Margaret McCartney: When can I get back to running after my operation?
BMJ 2017; 359 doi: https://doi.org/10.1136/bmj.j4299 (Published 02 October 2017) Cite this as: BMJ 2017;359:j4299
All rapid responses
Your dilemma echos many others in medicine. It is yet another example of the fine line between science, psychology, art and alchemy that truly defines 21st Century healthcare, much as it has for the last 150 years.
What you are describing is the reality - there is no 'scientific', EBM answer to your question, just 'expert opinion'. And of course, experts being human and opinions being, well, opinions, every one will be slightly different. Some experts will be hip, with the times, and all for getting moving at the first opportunity. Others will be cautious, and delay as much as much as possible, perhaps to avoid risk of undoing any possible benefit to the patient, or maybe they are protective of their work or worried about (operative) failure.
Margaret, you have waxed lyrical about realistic medicine, and the negative impacts of unrealistic expectations from patients and professionals alike when the reality is we know only the tip of the iceberg.
Call me a heretic, a maverick or just a lunatic, but my answer to your question, as a non-specialist, but an expert in being human goes something like: 'There is no straight answer, only opinion. No-one knows for sure if this will work for you, or how long it will take you to recover. Every person is different and will heal differently, every operation is different. Recovery will depend a lot on your frame of mind, determination, and expectations. You should start off slowly, build-up gradually, but the real answer is - there is only one way to find out...'
Competing interests: No competing interests
Discectomies, chronic back pain, vertebral fractures and other spinal problems in postmenopausal women could have been prevented or greatly postponed, if long term HRT was administered.
Hormone Replacement Therapy(HRT) does not influence womens' long term survival. [1]
Unrealistic fears, erroneously spread by the media, have led to a complete negation of patient compliance to HRT interventions, and a sharp rise in preventable orthopaedic surgeries.
Reference
[1] http://www.bmj.com/content/358/bmj.j4230
Competing interests: No competing interests
I suspect that - as for many things we would 'like to know' - there is not a really helpful answer to this question.
I feel sure that we all tend to heal at different rates, so there will not be a definable period after which increased activity definitely becomes benign - and we all exercise rather differently anyway.
But most 'athletic' people will already know, that injuries which are left to heal without surgery, are complicated in terms of resuming 'training': you only find out afterwards, if resuming training 'damages' the healing injury or not.
As with many things - all is clear, only in hindsight.
Competing interests: No competing interests
Re: Margaret McCartney: When can I get back to running after my operation?
I wonder if McCartney missed an alternative approach to finding out what is best advice(1)?

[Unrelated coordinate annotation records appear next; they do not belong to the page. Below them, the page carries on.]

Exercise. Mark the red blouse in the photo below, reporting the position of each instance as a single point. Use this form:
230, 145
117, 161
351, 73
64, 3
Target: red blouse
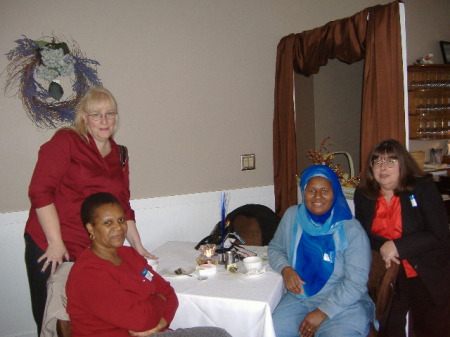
105, 300
387, 223
68, 170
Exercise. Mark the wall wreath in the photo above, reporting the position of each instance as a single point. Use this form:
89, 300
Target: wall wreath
37, 68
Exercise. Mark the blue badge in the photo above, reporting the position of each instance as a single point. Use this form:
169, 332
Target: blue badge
412, 198
147, 274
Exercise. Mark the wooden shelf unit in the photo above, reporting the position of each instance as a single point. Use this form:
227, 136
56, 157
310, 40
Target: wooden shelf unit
429, 101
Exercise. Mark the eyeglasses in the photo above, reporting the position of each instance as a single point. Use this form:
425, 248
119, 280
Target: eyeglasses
98, 116
390, 162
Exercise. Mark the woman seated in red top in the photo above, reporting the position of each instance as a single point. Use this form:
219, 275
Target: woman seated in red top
111, 290
402, 211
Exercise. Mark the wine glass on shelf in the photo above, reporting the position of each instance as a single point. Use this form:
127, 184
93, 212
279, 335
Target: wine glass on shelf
413, 84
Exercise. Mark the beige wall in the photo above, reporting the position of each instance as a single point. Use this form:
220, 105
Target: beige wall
194, 81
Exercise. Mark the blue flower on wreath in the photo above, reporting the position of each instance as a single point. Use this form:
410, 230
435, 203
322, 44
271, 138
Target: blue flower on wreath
48, 61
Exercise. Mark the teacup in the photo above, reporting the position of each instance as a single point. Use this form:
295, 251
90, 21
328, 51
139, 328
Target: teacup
153, 263
252, 263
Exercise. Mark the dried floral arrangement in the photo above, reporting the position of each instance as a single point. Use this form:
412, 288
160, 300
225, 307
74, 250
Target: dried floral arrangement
323, 156
35, 63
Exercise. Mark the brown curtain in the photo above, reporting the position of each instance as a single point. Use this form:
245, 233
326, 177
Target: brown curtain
372, 34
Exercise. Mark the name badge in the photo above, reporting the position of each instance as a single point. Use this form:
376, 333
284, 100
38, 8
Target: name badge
147, 274
412, 198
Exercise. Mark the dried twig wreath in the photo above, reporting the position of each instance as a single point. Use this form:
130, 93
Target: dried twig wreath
48, 61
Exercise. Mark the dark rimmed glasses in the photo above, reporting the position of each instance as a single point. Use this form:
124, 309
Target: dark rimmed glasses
390, 162
98, 116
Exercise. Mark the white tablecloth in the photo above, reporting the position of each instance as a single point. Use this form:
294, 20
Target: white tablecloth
241, 304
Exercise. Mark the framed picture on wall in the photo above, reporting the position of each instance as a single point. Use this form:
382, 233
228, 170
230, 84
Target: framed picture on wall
445, 48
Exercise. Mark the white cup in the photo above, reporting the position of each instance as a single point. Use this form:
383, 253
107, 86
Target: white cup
153, 263
252, 263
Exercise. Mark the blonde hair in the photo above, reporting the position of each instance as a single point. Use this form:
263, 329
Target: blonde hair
94, 99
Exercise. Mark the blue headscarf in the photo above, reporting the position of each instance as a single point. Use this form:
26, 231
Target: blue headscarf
316, 238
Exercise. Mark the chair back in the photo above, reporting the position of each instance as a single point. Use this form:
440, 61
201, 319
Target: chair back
256, 224
381, 287
56, 321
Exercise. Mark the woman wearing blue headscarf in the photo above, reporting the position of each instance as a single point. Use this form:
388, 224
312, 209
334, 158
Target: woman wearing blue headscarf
324, 256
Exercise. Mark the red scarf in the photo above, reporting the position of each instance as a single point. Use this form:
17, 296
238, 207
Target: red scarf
388, 224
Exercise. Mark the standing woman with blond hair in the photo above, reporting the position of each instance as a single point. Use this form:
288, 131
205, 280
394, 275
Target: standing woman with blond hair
403, 213
73, 164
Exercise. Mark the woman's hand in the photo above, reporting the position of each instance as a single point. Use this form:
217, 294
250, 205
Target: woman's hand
135, 240
311, 323
389, 253
292, 280
161, 325
55, 254
141, 250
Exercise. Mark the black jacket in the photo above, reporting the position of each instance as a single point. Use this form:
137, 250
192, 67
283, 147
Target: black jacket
425, 241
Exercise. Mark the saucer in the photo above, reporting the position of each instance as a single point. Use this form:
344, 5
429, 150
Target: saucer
187, 271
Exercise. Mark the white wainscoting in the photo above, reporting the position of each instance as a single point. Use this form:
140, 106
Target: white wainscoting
183, 217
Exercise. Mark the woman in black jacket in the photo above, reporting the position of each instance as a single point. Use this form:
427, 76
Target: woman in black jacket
403, 213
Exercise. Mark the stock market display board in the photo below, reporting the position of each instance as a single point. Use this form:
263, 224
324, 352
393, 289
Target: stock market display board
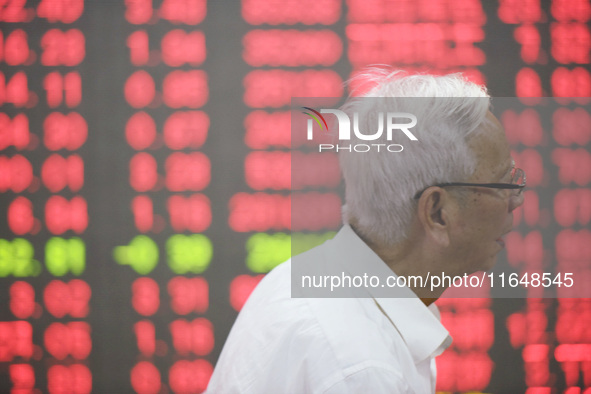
145, 177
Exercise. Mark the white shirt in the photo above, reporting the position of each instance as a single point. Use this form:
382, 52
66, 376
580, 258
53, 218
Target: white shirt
280, 344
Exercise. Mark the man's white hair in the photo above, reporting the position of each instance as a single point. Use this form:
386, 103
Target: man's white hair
380, 186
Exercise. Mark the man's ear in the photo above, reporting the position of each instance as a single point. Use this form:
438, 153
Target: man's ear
434, 215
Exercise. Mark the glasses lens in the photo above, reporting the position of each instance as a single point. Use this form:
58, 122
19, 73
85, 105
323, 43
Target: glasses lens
518, 178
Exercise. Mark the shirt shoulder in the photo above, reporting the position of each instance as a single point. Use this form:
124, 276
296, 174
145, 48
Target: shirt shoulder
370, 377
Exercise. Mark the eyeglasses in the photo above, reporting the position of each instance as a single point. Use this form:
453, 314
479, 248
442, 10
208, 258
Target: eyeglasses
517, 184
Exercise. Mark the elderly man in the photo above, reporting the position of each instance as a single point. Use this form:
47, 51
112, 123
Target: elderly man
441, 205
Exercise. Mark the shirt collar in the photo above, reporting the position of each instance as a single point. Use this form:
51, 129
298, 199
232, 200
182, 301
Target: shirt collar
418, 324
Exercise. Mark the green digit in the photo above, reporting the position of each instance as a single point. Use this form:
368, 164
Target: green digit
77, 255
202, 250
56, 256
5, 258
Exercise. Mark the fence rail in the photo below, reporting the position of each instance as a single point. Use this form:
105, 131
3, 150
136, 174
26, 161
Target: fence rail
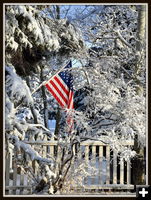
112, 172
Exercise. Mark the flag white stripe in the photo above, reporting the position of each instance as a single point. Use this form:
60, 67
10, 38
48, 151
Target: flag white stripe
60, 88
57, 94
63, 83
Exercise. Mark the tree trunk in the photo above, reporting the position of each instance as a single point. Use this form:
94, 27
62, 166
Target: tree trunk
44, 99
58, 117
57, 12
139, 161
32, 106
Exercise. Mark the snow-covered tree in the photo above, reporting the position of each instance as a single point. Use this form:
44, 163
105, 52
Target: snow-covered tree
109, 86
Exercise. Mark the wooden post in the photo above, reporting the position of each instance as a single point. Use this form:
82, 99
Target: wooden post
108, 165
114, 168
121, 171
128, 172
101, 164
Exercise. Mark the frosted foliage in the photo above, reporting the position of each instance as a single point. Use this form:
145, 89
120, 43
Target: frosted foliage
26, 26
17, 88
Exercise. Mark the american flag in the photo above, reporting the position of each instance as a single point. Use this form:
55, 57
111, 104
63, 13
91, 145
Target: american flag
61, 87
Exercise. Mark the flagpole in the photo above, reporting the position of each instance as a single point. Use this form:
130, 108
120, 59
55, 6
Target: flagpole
44, 82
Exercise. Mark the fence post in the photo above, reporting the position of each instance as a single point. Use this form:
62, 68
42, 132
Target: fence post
101, 164
107, 165
114, 168
121, 171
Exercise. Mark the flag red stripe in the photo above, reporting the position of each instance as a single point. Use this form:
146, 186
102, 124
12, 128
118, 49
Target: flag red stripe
61, 85
54, 94
70, 100
59, 92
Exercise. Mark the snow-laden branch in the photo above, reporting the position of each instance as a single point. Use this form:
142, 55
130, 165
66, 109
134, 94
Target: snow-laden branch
30, 151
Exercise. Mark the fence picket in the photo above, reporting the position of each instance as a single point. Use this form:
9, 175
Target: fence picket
114, 168
108, 165
101, 164
121, 171
88, 152
128, 172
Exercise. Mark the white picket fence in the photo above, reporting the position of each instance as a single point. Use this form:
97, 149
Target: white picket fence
112, 172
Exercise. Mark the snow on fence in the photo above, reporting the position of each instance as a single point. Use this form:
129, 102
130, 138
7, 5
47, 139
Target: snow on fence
110, 173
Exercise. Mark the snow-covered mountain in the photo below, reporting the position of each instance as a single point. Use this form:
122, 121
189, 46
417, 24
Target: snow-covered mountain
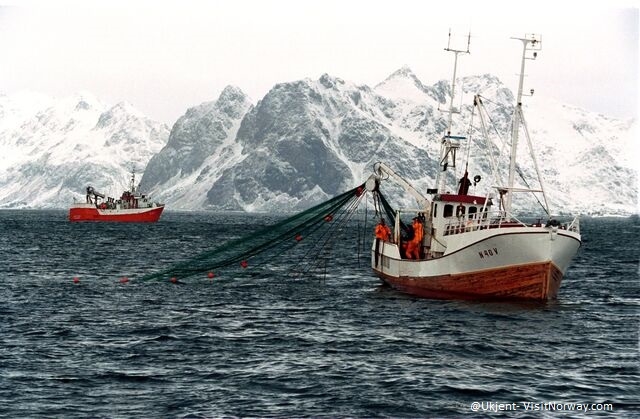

At a fundamental level, it is recognised that in general RCT derived guidance, if followed results in sub optimal treatment and recovery in almost all patients (2). However, where local practice is based on what produces the best outcomes locally: Often starting from nation guidance.
One mechanism to this is in a QIC (Quality Improvement Collaborative) (3) then outcome results are generally significantly and clinically importantly better at a population level, and though practice varies (as her piece suggests it does in this case) this actually improves population outcomes despite the differences between centres (4)!
I recognise this is counter intuitive, but the evidence really does suggest well informed clinical judgement based deviation from national or regional guidance is probably better for patients than treating them as all identical widgets!
So I disagree that producing nationally standardised leaflets is a good way to go. As we recently pointed out in the Journal of the Royal College of Physicians of Edinburgh there are both staff and patient benefits from following this route (5), not to mention very large medium term cost reductions. But unless the one size fits all approach (population wide uniformity) is abandoned by those in power then we are condemned to increasing cost, poorer outcomes, lower staff morale and productivity, and widening inequity in outcomes.
1 McCartney M. Margaret McCartney: When can I get back to running after my operation? BMJ 2017: j4299.
2 Rothwell PM. External validity of randomised controlled trials: “To whom do the results of this trial apply?”. The Lancet 2005;365: 82–93.
3 Berwick DM. Broadening the view of evidence-based medicine. Quality & safety in health care 2005;14: 315–6.
4 Eppstein MJ, Horbar JD, Buzas JS, Kauffman SA. Searching the clinical fitness landscape. PloS one 2012;7: e49901.
5 Temple M, Pontin D. The case for using an evolutionary professional protocol for improving care: act local, think global. J R Coll Physicians Edinb 2017;47: 10–2.